One of the warmer nights I get out of the car to snap a picture of a Cornelia Fort quote engraved on a plaque at the entrance. “I am grateful that my one talent, flying, was useful to my country,” said the first female pilot to die on active duty in American history.

A few hipster families park and flood by me, pushing strollers out toward the Cumberland before the sun sets. It’s the kind of scene that you imagine inspired songs like “Bohemian Paradise.” These people probably live in the “plastic houses” Frances rails against. But we’re all part of the problem here, as Frances herself acknowledges. Eventually there’s just nowhere for people to be, to make art, because, as she says, “people get pushed out as things get revamped.”

Everything about Frances, from her howling songs to her quick and ready honesty, suggests that we don’t have time to not mean what we say. There’s no more room for or interest in indie rock irony.

“I don’t necessarily want to become Rage Against the Machine or a super political band,” she says about making art during the current administration. “Sometimes I think I’m just saying, Are you seeing this? Are you seeing what’s happening?

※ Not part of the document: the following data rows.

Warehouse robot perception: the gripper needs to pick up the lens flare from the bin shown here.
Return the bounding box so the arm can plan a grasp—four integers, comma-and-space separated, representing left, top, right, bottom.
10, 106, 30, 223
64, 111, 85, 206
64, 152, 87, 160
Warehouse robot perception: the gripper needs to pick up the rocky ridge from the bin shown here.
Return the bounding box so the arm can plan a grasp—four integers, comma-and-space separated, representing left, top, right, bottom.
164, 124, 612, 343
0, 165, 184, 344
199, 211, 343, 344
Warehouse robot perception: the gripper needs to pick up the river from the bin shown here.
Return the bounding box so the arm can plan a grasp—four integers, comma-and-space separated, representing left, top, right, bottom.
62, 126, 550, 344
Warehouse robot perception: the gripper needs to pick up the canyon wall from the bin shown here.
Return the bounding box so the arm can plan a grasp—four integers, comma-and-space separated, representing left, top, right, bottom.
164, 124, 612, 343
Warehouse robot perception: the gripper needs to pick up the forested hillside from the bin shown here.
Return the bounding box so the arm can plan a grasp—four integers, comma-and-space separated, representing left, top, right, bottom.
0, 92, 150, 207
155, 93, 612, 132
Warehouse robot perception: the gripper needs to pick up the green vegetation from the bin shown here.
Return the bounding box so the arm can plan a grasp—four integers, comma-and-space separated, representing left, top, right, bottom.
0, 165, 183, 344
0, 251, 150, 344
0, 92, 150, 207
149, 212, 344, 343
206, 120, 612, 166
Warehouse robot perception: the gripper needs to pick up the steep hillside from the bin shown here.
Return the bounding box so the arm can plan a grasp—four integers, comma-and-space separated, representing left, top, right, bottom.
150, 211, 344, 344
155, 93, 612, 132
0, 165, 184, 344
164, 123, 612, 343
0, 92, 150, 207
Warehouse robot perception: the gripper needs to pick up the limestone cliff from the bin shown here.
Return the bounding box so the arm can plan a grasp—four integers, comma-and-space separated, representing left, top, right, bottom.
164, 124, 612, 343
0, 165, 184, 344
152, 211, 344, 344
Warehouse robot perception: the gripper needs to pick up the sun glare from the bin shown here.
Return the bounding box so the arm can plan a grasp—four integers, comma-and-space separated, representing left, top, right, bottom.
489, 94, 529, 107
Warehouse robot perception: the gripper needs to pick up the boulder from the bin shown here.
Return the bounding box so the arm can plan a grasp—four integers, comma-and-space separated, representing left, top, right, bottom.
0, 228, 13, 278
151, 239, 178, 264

Sometimes it seems like when you devote yourself to making something you run the risk of not making something of yourself. With Frances that isn’t true. There’s no discernible distance between her and her art, as both have grown in tandem. Now wiser and with a steady clarity that often seems to accompany sobriety, she has her message and her method, she has her sound, and she is useful.

“I try to be especially supportive of younger women who are in Nashville, and if they’re interested in advice about [making music], I’ve been here a long time and have made a bunch of mistakes . . . I want to create a community of people who support each other as much as I can.”

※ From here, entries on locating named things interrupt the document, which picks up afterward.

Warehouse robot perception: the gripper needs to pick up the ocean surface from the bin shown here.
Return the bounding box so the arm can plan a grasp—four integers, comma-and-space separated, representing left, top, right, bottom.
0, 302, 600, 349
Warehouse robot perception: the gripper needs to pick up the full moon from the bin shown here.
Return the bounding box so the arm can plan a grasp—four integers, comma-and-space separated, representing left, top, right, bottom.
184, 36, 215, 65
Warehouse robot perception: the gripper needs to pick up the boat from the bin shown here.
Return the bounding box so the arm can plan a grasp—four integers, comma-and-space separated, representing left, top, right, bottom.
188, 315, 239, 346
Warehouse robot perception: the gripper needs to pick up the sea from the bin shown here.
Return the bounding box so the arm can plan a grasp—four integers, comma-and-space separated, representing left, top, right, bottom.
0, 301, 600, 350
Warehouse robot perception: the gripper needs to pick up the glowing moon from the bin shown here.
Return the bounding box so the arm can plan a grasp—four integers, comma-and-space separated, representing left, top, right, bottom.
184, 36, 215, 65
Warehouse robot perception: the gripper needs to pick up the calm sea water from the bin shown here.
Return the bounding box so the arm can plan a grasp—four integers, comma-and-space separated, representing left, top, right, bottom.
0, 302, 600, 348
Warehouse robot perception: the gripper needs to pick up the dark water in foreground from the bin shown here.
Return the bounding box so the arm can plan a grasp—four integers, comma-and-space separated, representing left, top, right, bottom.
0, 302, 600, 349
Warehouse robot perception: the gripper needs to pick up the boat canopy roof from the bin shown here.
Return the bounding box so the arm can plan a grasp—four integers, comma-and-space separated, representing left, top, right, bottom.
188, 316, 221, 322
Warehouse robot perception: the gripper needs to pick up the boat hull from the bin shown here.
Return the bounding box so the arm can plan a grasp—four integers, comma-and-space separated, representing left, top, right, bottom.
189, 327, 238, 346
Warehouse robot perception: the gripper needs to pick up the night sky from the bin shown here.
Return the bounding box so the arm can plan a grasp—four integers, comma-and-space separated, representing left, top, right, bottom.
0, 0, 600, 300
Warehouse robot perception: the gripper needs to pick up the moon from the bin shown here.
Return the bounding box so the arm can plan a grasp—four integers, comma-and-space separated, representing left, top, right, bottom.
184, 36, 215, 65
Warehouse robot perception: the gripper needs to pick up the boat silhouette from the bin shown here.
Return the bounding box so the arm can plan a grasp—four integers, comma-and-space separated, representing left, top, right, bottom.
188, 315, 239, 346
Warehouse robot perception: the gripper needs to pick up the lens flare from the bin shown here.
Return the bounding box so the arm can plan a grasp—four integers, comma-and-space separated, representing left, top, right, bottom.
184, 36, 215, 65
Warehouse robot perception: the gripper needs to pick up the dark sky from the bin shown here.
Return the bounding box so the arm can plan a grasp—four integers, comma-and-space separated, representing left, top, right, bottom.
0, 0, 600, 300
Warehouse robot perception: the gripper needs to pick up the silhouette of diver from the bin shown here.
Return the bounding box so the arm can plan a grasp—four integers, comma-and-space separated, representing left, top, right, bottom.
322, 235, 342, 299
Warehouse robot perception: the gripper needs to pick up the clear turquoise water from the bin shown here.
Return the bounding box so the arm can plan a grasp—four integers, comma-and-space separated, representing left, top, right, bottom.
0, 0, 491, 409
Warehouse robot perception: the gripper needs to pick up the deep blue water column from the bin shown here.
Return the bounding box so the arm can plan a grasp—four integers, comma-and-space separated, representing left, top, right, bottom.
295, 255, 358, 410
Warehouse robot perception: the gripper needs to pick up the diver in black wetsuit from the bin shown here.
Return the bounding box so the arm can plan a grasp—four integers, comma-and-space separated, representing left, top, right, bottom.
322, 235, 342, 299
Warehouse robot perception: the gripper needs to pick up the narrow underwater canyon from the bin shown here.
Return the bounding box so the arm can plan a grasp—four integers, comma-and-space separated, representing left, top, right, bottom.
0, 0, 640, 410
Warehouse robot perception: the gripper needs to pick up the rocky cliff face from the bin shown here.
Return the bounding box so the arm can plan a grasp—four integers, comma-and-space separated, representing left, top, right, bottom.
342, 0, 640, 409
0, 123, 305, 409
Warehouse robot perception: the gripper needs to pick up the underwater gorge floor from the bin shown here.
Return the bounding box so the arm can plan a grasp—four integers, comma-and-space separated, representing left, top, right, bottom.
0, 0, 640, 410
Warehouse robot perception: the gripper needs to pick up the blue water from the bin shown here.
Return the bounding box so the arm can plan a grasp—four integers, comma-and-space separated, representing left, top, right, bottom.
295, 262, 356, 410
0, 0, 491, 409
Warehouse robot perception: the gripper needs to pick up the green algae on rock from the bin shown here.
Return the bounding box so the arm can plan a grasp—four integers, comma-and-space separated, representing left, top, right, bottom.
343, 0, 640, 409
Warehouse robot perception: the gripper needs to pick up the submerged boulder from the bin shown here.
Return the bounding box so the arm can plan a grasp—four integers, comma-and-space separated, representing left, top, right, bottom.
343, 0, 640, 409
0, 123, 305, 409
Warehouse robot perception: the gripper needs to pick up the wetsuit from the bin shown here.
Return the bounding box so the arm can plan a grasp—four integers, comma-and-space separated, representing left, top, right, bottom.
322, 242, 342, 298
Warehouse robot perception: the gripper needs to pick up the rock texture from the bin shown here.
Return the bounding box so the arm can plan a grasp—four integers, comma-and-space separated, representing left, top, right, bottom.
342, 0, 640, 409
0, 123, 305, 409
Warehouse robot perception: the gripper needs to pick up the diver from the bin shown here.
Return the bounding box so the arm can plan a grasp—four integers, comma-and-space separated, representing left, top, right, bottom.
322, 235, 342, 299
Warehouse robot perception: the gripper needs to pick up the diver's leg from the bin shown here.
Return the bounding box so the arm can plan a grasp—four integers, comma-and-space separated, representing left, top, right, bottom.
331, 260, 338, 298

I stay at the airpark until just shy of dark listening to the record, reading back over Frances’ thoughts.

On rock ‘n’ roll and aggression today: “People need a way to release their frustration, so I think aggressive music is especially important right now. And for me, I want it to be aggressive but not necessarily angry or negative. Because I’m not really that angry or negative. I’m a lot less angry than I used to be, and I try hard to be positive. But that doesn’t mean I can’t be frustrated and show that. To me, it’s almost like showing women you can be frustrated, but you don’t have to be an asshole . . . It doesn’t have to manifest in an I’m-right-you’re-wrong way. We’re in this together. This is fucked up, but what can we do to solve it in an aggressively positive way?”

Nothing is Perfect, Everything is Fine will be out June 2, with a release show June 1 at The 5 Spot.